Prevalence of replication studies

Authors
Affiliation

P. Stavropoulos

Athena Research Center

I. Grypari

Athena Research Center

N. Manola

Athena Research Center

H. Papageorgiou

Athena Research Center

History

Version Revision date Revision Author
1.1 2023-05-11 Revisions P. Stavropoulos
1.0 2023-02-12 First draft I. Grypari, N. Manola, H. Papageorgiou, P. Stavropoulos

Description

Reproducibility and replicability are closely related concepts in scientific research. Reproducibility refers to the ability of independent researchers to obtain consistent results when using the same data and methods. It involves analyzing existing data in a similar manner to validate the findings. On the other hand, replicability focuses on the ability to repeat the entire experiment or study using new data collection and similar methods employed in the original study. This includes collecting new data to ensure the accuracy and robustness of the findings.

Reproducibility serves as a necessary but not sufficient condition for replicability. While reproducibility emphasizes obtaining consistent results from the same data and methods, replicability extends this by aiming to achieve the same results from new data and methods. In essence, replicability confirms the generalizability and applicability of the original research findings.

Replication studies play a crucial role in addressing the concepts of reproducibility and replicability. They are research studies that attempt to validate the findings of a prior piece of research by repeating the study using similar methods and circumstances. They can be exact or conceptual and aim to confirm the accuracy and broad applicability of the original research. Replication studies are important because they increase confidence in the findings of the original research and provide opportunities to test existing theories, hypotheses, or models.

Prevalence of replication studies is an indicator of the extent to which replication studies are being conducted in a particular field or scientific community. It aims to capture the adoption of Open Science practices related to reproducibility and transparency.
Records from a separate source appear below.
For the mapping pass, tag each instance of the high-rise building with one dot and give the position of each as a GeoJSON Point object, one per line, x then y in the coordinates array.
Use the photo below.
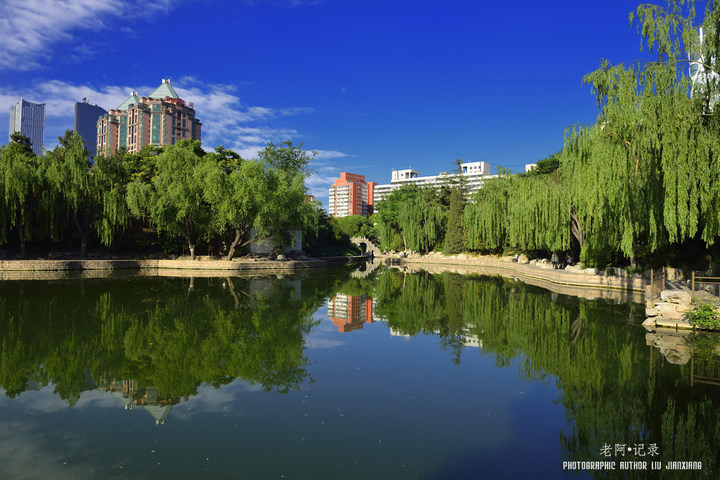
{"type": "Point", "coordinates": [161, 118]}
{"type": "Point", "coordinates": [85, 124]}
{"type": "Point", "coordinates": [28, 118]}
{"type": "Point", "coordinates": [702, 77]}
{"type": "Point", "coordinates": [351, 195]}
{"type": "Point", "coordinates": [473, 172]}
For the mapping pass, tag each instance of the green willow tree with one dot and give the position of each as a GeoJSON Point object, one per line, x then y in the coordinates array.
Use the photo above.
{"type": "Point", "coordinates": [640, 179]}
{"type": "Point", "coordinates": [173, 200]}
{"type": "Point", "coordinates": [454, 235]}
{"type": "Point", "coordinates": [20, 184]}
{"type": "Point", "coordinates": [238, 199]}
{"type": "Point", "coordinates": [411, 218]}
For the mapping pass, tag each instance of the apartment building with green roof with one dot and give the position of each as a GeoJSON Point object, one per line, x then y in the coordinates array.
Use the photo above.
{"type": "Point", "coordinates": [161, 118]}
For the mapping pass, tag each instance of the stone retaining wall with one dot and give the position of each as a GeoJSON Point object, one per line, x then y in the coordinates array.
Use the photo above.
{"type": "Point", "coordinates": [571, 276]}
{"type": "Point", "coordinates": [49, 269]}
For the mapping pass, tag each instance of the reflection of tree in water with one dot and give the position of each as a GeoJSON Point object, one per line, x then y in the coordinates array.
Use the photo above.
{"type": "Point", "coordinates": [595, 352]}
{"type": "Point", "coordinates": [158, 332]}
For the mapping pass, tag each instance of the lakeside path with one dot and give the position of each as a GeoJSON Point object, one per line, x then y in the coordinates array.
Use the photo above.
{"type": "Point", "coordinates": [573, 281]}
{"type": "Point", "coordinates": [49, 269]}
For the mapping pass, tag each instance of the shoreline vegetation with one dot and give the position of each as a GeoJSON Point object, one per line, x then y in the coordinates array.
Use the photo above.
{"type": "Point", "coordinates": [637, 189]}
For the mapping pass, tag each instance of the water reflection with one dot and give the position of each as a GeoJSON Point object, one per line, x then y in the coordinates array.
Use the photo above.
{"type": "Point", "coordinates": [140, 338]}
{"type": "Point", "coordinates": [155, 343]}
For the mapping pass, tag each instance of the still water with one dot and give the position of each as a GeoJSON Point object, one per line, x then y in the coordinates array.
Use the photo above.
{"type": "Point", "coordinates": [327, 375]}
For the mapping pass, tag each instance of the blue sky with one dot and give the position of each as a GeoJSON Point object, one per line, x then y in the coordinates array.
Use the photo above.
{"type": "Point", "coordinates": [372, 85]}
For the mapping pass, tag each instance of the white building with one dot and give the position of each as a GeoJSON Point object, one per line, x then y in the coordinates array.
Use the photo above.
{"type": "Point", "coordinates": [473, 172]}
{"type": "Point", "coordinates": [28, 118]}
{"type": "Point", "coordinates": [702, 77]}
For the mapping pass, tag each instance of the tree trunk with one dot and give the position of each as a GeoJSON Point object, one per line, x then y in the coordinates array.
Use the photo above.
{"type": "Point", "coordinates": [231, 287]}
{"type": "Point", "coordinates": [83, 228]}
{"type": "Point", "coordinates": [233, 245]}
{"type": "Point", "coordinates": [576, 229]}
{"type": "Point", "coordinates": [22, 242]}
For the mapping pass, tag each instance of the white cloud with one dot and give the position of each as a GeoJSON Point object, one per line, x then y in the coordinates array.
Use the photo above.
{"type": "Point", "coordinates": [328, 154]}
{"type": "Point", "coordinates": [226, 120]}
{"type": "Point", "coordinates": [30, 28]}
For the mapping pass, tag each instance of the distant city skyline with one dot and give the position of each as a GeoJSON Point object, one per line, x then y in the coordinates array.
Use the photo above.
{"type": "Point", "coordinates": [371, 86]}
{"type": "Point", "coordinates": [28, 118]}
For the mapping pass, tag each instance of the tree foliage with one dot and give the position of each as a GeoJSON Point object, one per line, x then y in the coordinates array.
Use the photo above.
{"type": "Point", "coordinates": [643, 177]}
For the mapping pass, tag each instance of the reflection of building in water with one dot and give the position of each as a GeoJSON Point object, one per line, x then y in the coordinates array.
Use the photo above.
{"type": "Point", "coordinates": [470, 340]}
{"type": "Point", "coordinates": [350, 312]}
{"type": "Point", "coordinates": [149, 398]}
{"type": "Point", "coordinates": [683, 347]}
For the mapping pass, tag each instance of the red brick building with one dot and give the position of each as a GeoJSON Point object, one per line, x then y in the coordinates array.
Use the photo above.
{"type": "Point", "coordinates": [351, 195]}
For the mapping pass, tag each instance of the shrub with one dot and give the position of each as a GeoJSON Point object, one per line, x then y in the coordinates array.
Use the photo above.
{"type": "Point", "coordinates": [704, 315]}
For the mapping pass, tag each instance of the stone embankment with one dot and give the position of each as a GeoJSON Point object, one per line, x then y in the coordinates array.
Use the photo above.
{"type": "Point", "coordinates": [666, 311]}
{"type": "Point", "coordinates": [541, 269]}
{"type": "Point", "coordinates": [25, 269]}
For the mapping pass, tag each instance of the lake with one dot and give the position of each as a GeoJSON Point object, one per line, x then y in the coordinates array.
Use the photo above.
{"type": "Point", "coordinates": [332, 374]}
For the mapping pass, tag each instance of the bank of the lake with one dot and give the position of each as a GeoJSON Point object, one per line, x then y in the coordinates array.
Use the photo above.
{"type": "Point", "coordinates": [571, 276]}
{"type": "Point", "coordinates": [9, 268]}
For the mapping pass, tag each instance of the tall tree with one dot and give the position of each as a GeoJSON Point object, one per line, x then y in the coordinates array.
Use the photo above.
{"type": "Point", "coordinates": [173, 200]}
{"type": "Point", "coordinates": [454, 236]}
{"type": "Point", "coordinates": [19, 183]}
{"type": "Point", "coordinates": [72, 184]}
{"type": "Point", "coordinates": [238, 197]}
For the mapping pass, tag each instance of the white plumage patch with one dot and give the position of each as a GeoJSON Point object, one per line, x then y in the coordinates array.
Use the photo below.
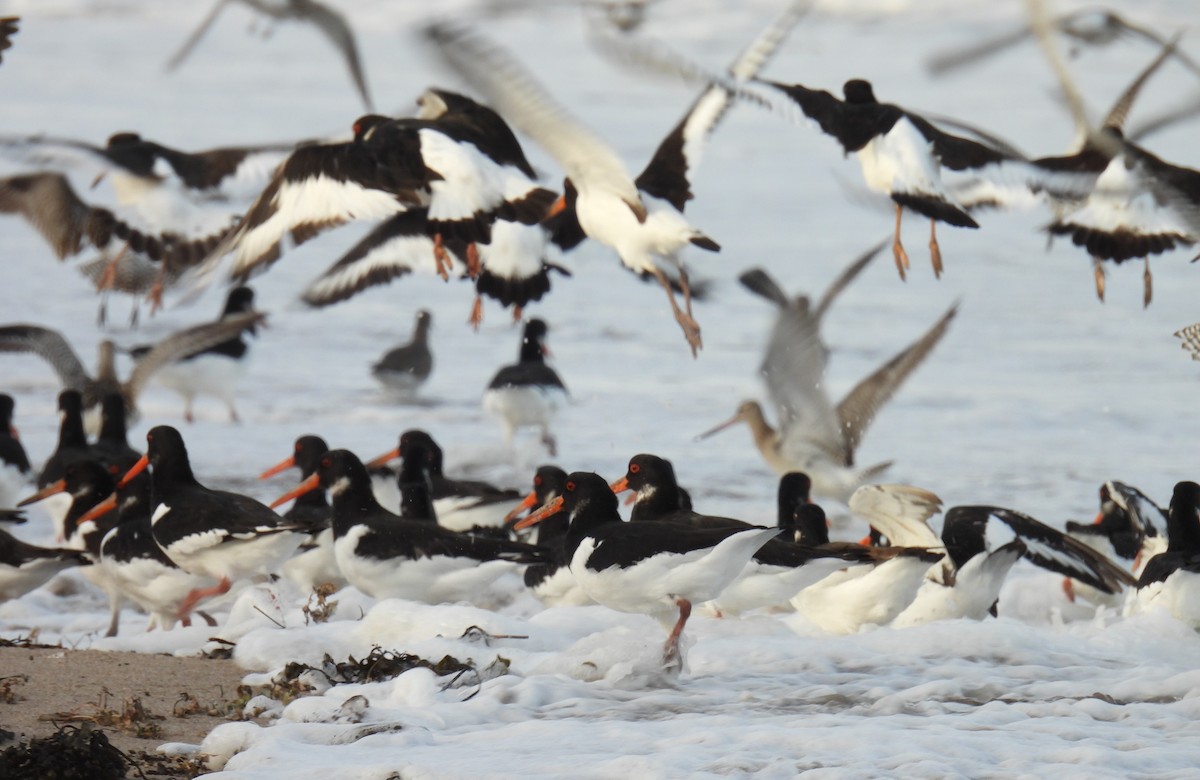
{"type": "Point", "coordinates": [317, 201]}
{"type": "Point", "coordinates": [652, 585]}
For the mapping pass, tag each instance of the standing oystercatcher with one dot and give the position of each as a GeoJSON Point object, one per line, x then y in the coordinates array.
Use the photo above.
{"type": "Point", "coordinates": [528, 393]}
{"type": "Point", "coordinates": [388, 556]}
{"type": "Point", "coordinates": [315, 563]}
{"type": "Point", "coordinates": [15, 468]}
{"type": "Point", "coordinates": [217, 534]}
{"type": "Point", "coordinates": [655, 568]}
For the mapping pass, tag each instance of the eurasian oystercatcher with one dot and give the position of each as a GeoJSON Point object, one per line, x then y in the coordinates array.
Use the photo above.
{"type": "Point", "coordinates": [641, 219]}
{"type": "Point", "coordinates": [213, 370]}
{"type": "Point", "coordinates": [847, 600]}
{"type": "Point", "coordinates": [901, 155]}
{"type": "Point", "coordinates": [216, 534]}
{"type": "Point", "coordinates": [329, 22]}
{"type": "Point", "coordinates": [133, 562]}
{"type": "Point", "coordinates": [659, 569]}
{"type": "Point", "coordinates": [551, 582]}
{"type": "Point", "coordinates": [527, 393]}
{"type": "Point", "coordinates": [15, 468]}
{"type": "Point", "coordinates": [814, 436]}
{"type": "Point", "coordinates": [778, 570]}
{"type": "Point", "coordinates": [405, 369]}
{"type": "Point", "coordinates": [1171, 577]}
{"type": "Point", "coordinates": [387, 556]}
{"type": "Point", "coordinates": [315, 564]}
{"type": "Point", "coordinates": [460, 504]}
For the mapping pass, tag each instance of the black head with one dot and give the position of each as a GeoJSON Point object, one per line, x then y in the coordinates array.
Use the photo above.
{"type": "Point", "coordinates": [533, 341]}
{"type": "Point", "coordinates": [651, 472]}
{"type": "Point", "coordinates": [858, 90]}
{"type": "Point", "coordinates": [809, 525]}
{"type": "Point", "coordinates": [70, 402]}
{"type": "Point", "coordinates": [307, 453]}
{"type": "Point", "coordinates": [418, 444]}
{"type": "Point", "coordinates": [435, 103]}
{"type": "Point", "coordinates": [364, 125]}
{"type": "Point", "coordinates": [336, 466]}
{"type": "Point", "coordinates": [587, 498]}
{"type": "Point", "coordinates": [240, 300]}
{"type": "Point", "coordinates": [549, 483]}
{"type": "Point", "coordinates": [132, 153]}
{"type": "Point", "coordinates": [168, 455]}
{"type": "Point", "coordinates": [795, 490]}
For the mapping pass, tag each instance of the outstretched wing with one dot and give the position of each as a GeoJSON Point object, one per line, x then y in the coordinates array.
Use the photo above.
{"type": "Point", "coordinates": [857, 411]}
{"type": "Point", "coordinates": [1050, 549]}
{"type": "Point", "coordinates": [900, 513]}
{"type": "Point", "coordinates": [187, 342]}
{"type": "Point", "coordinates": [666, 175]}
{"type": "Point", "coordinates": [517, 96]}
{"type": "Point", "coordinates": [51, 346]}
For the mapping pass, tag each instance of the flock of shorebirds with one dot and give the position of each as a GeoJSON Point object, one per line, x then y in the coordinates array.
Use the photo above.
{"type": "Point", "coordinates": [451, 192]}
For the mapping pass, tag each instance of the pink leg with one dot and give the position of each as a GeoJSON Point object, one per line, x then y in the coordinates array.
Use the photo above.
{"type": "Point", "coordinates": [671, 649]}
{"type": "Point", "coordinates": [198, 594]}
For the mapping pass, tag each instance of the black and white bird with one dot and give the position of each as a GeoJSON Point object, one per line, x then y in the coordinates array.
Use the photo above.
{"type": "Point", "coordinates": [847, 600]}
{"type": "Point", "coordinates": [325, 19]}
{"type": "Point", "coordinates": [406, 367]}
{"type": "Point", "coordinates": [815, 436]}
{"type": "Point", "coordinates": [15, 468]}
{"type": "Point", "coordinates": [1171, 579]}
{"type": "Point", "coordinates": [447, 172]}
{"type": "Point", "coordinates": [981, 544]}
{"type": "Point", "coordinates": [388, 556]}
{"type": "Point", "coordinates": [460, 504]}
{"type": "Point", "coordinates": [528, 393]}
{"type": "Point", "coordinates": [131, 561]}
{"type": "Point", "coordinates": [778, 570]}
{"type": "Point", "coordinates": [315, 564]}
{"type": "Point", "coordinates": [213, 370]}
{"type": "Point", "coordinates": [25, 567]}
{"type": "Point", "coordinates": [551, 582]}
{"type": "Point", "coordinates": [659, 569]}
{"type": "Point", "coordinates": [641, 219]}
{"type": "Point", "coordinates": [901, 155]}
{"type": "Point", "coordinates": [215, 534]}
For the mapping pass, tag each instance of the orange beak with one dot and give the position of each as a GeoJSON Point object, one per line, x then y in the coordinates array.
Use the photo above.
{"type": "Point", "coordinates": [306, 486]}
{"type": "Point", "coordinates": [282, 466]}
{"type": "Point", "coordinates": [141, 466]}
{"type": "Point", "coordinates": [720, 427]}
{"type": "Point", "coordinates": [99, 510]}
{"type": "Point", "coordinates": [383, 460]}
{"type": "Point", "coordinates": [556, 208]}
{"type": "Point", "coordinates": [552, 508]}
{"type": "Point", "coordinates": [526, 503]}
{"type": "Point", "coordinates": [46, 492]}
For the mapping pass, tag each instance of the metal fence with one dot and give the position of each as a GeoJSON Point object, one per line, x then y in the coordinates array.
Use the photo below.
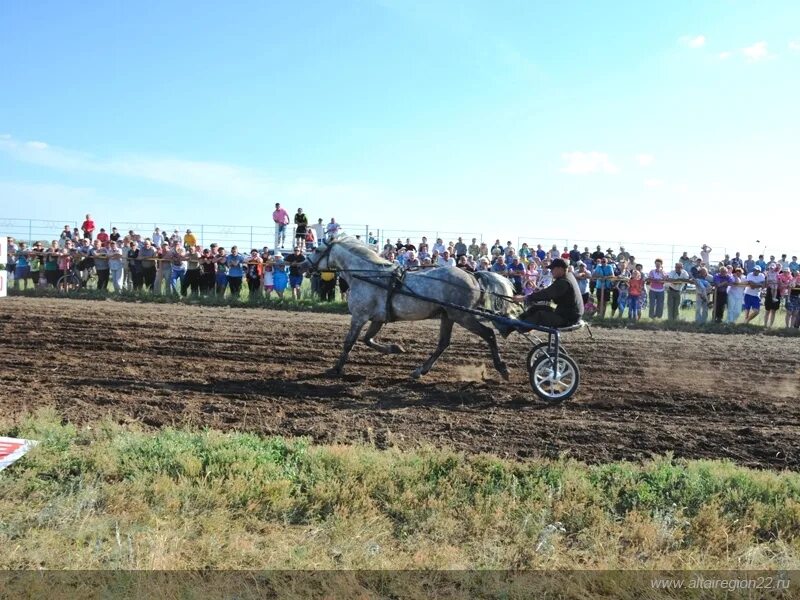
{"type": "Point", "coordinates": [35, 230]}
{"type": "Point", "coordinates": [644, 252]}
{"type": "Point", "coordinates": [244, 236]}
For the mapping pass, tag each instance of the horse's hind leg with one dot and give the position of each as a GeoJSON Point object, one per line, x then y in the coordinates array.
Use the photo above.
{"type": "Point", "coordinates": [372, 331]}
{"type": "Point", "coordinates": [472, 324]}
{"type": "Point", "coordinates": [349, 341]}
{"type": "Point", "coordinates": [445, 330]}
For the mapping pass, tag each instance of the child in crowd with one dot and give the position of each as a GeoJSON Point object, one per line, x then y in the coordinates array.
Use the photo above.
{"type": "Point", "coordinates": [635, 293]}
{"type": "Point", "coordinates": [280, 278]}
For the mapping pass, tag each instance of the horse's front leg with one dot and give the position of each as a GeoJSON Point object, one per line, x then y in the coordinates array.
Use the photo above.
{"type": "Point", "coordinates": [356, 324]}
{"type": "Point", "coordinates": [372, 331]}
{"type": "Point", "coordinates": [445, 331]}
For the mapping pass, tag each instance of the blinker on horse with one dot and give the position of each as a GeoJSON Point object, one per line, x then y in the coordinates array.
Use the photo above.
{"type": "Point", "coordinates": [382, 293]}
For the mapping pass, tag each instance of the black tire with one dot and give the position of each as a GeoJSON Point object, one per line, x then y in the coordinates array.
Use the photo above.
{"type": "Point", "coordinates": [542, 383]}
{"type": "Point", "coordinates": [541, 349]}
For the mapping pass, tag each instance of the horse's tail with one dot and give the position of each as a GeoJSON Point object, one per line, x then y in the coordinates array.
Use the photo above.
{"type": "Point", "coordinates": [498, 294]}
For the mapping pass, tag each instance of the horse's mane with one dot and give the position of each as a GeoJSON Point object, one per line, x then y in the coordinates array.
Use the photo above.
{"type": "Point", "coordinates": [358, 248]}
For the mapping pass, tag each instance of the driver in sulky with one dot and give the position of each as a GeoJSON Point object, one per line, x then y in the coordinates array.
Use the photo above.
{"type": "Point", "coordinates": [563, 292]}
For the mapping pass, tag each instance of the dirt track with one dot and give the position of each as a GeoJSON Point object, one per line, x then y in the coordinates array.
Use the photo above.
{"type": "Point", "coordinates": [642, 393]}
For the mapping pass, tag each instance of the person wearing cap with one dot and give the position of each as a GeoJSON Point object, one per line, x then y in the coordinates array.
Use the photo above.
{"type": "Point", "coordinates": [736, 295]}
{"type": "Point", "coordinates": [772, 299]}
{"type": "Point", "coordinates": [752, 293]}
{"type": "Point", "coordinates": [88, 227]}
{"type": "Point", "coordinates": [675, 290]}
{"type": "Point", "coordinates": [785, 283]}
{"type": "Point", "coordinates": [564, 292]}
{"type": "Point", "coordinates": [793, 302]}
{"type": "Point", "coordinates": [705, 253]}
{"type": "Point", "coordinates": [300, 227]}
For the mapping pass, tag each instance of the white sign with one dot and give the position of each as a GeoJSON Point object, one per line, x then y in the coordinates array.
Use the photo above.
{"type": "Point", "coordinates": [12, 449]}
{"type": "Point", "coordinates": [3, 261]}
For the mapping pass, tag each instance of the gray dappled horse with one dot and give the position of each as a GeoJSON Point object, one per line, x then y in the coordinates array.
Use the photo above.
{"type": "Point", "coordinates": [376, 295]}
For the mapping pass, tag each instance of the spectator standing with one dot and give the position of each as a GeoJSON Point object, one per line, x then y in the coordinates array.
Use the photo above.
{"type": "Point", "coordinates": [460, 248]}
{"type": "Point", "coordinates": [772, 299]}
{"type": "Point", "coordinates": [222, 272]}
{"type": "Point", "coordinates": [736, 294]}
{"type": "Point", "coordinates": [752, 293]}
{"type": "Point", "coordinates": [135, 266]}
{"type": "Point", "coordinates": [88, 227]}
{"type": "Point", "coordinates": [280, 277]}
{"type": "Point", "coordinates": [703, 290]}
{"type": "Point", "coordinates": [445, 260]}
{"type": "Point", "coordinates": [655, 279]}
{"type": "Point", "coordinates": [22, 267]}
{"type": "Point", "coordinates": [253, 274]}
{"type": "Point", "coordinates": [191, 279]}
{"type": "Point", "coordinates": [635, 294]}
{"type": "Point", "coordinates": [722, 280]}
{"type": "Point", "coordinates": [116, 263]}
{"type": "Point", "coordinates": [281, 219]}
{"type": "Point", "coordinates": [332, 229]}
{"type": "Point", "coordinates": [208, 275]}
{"type": "Point", "coordinates": [603, 285]}
{"type": "Point", "coordinates": [300, 227]}
{"type": "Point", "coordinates": [189, 241]}
{"type": "Point", "coordinates": [474, 248]}
{"type": "Point", "coordinates": [236, 267]}
{"type": "Point", "coordinates": [147, 256]}
{"type": "Point", "coordinates": [675, 290]}
{"type": "Point", "coordinates": [163, 268]}
{"type": "Point", "coordinates": [582, 275]}
{"type": "Point", "coordinates": [100, 255]}
{"type": "Point", "coordinates": [793, 302]}
{"type": "Point", "coordinates": [294, 261]}
{"type": "Point", "coordinates": [705, 254]}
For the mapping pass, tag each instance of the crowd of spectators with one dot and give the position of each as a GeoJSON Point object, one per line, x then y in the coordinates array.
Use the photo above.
{"type": "Point", "coordinates": [612, 282]}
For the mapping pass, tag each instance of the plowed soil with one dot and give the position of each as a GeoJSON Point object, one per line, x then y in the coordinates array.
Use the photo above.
{"type": "Point", "coordinates": [642, 393]}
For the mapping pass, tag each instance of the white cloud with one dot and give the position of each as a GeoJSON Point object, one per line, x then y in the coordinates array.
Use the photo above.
{"type": "Point", "coordinates": [216, 179]}
{"type": "Point", "coordinates": [756, 52]}
{"type": "Point", "coordinates": [697, 41]}
{"type": "Point", "coordinates": [584, 163]}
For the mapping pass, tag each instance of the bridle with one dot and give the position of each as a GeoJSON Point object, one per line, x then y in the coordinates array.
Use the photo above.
{"type": "Point", "coordinates": [315, 266]}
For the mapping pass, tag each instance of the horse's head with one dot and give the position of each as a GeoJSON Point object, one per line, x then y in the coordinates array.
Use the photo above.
{"type": "Point", "coordinates": [320, 259]}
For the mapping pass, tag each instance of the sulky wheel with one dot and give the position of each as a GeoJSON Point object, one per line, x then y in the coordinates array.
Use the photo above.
{"type": "Point", "coordinates": [554, 385]}
{"type": "Point", "coordinates": [538, 350]}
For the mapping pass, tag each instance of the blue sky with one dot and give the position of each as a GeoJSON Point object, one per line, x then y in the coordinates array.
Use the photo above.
{"type": "Point", "coordinates": [655, 122]}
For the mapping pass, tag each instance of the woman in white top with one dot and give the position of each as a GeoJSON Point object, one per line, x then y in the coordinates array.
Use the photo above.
{"type": "Point", "coordinates": [735, 295]}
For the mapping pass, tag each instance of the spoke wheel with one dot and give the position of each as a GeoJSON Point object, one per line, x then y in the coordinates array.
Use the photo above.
{"type": "Point", "coordinates": [541, 349]}
{"type": "Point", "coordinates": [554, 381]}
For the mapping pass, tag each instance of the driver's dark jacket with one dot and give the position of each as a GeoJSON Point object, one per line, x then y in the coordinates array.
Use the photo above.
{"type": "Point", "coordinates": [566, 294]}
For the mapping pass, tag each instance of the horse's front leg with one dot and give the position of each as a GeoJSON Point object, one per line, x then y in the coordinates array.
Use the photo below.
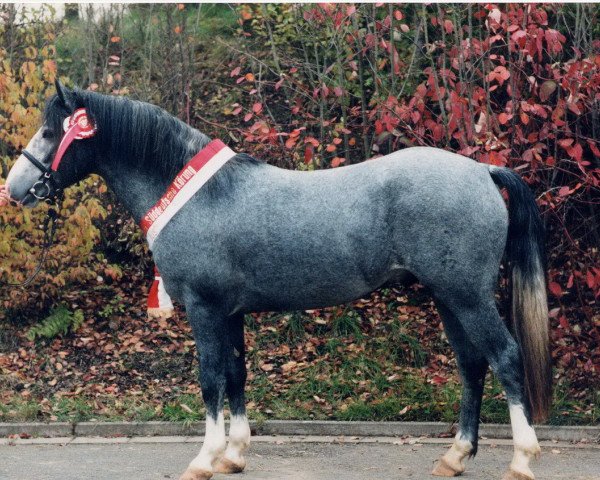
{"type": "Point", "coordinates": [239, 431]}
{"type": "Point", "coordinates": [211, 335]}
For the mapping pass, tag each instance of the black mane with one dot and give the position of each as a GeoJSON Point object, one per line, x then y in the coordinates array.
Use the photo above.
{"type": "Point", "coordinates": [137, 133]}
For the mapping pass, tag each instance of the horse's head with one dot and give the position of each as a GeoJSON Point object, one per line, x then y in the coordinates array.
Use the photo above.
{"type": "Point", "coordinates": [39, 173]}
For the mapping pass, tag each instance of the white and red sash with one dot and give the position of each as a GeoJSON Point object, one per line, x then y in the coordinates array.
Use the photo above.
{"type": "Point", "coordinates": [188, 181]}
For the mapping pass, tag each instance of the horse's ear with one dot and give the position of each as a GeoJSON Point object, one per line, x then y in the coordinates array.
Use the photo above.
{"type": "Point", "coordinates": [61, 91]}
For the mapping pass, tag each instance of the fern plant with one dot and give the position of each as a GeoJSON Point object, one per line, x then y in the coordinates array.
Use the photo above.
{"type": "Point", "coordinates": [59, 322]}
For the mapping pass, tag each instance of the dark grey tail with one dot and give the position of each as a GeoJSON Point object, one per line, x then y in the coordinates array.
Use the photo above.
{"type": "Point", "coordinates": [527, 260]}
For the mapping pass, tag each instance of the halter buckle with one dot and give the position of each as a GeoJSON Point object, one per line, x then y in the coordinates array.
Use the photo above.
{"type": "Point", "coordinates": [37, 195]}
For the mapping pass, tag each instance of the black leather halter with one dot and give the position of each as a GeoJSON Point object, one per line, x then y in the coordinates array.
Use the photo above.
{"type": "Point", "coordinates": [46, 187]}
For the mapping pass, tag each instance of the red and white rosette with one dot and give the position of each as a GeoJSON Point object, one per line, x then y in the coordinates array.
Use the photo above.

Replication studies are important for validating and building upon existing research findings, and promoting Open Science practices can increase the reliability and credibility of scientific research.

This indicator can be used to assess the level of adoption of Open Science practices related to replication in a particular field, and to identify potential barriers or incentives for the adoption of such practices. Additionally, the prevalence of replication studies can be used to assess the impact of Open Science policies and initiatives aimed at promoting reproducibility and transparency in research.

Metrics

Number of replication studies

Number of replication studies is a metric that counts the number of studies that replicate previous research findings.

Limitations of this metric include the potential for biased or incomplete reporting of replication studies, as well as the possibility that some replication studies may not be identified or counted due to differences in methodology or interpretation.

Measurement.

To measure the number of replication studies, besides manually testing, a suitable automatic approach is to use text mining and machine learning techniques to find candidate studies that define themselves as replications or provide evidence of replication. Another approach is to search for a specific tag or field in relevant databases that indicate replication studies, such as the Open Science Framework’s Registered Reports database (https://osf.io/registries/discover?provider=OSF) or the Replication Wiki (http://replication.uni-goettingen.de/wiki/index.php/Main_Page). An alternative method would be to conduct a citation analysis, where relevant citations from the original publications are collected, referenced within the original text, and assessed using an automated tool to determine if they can be classified as replication studies.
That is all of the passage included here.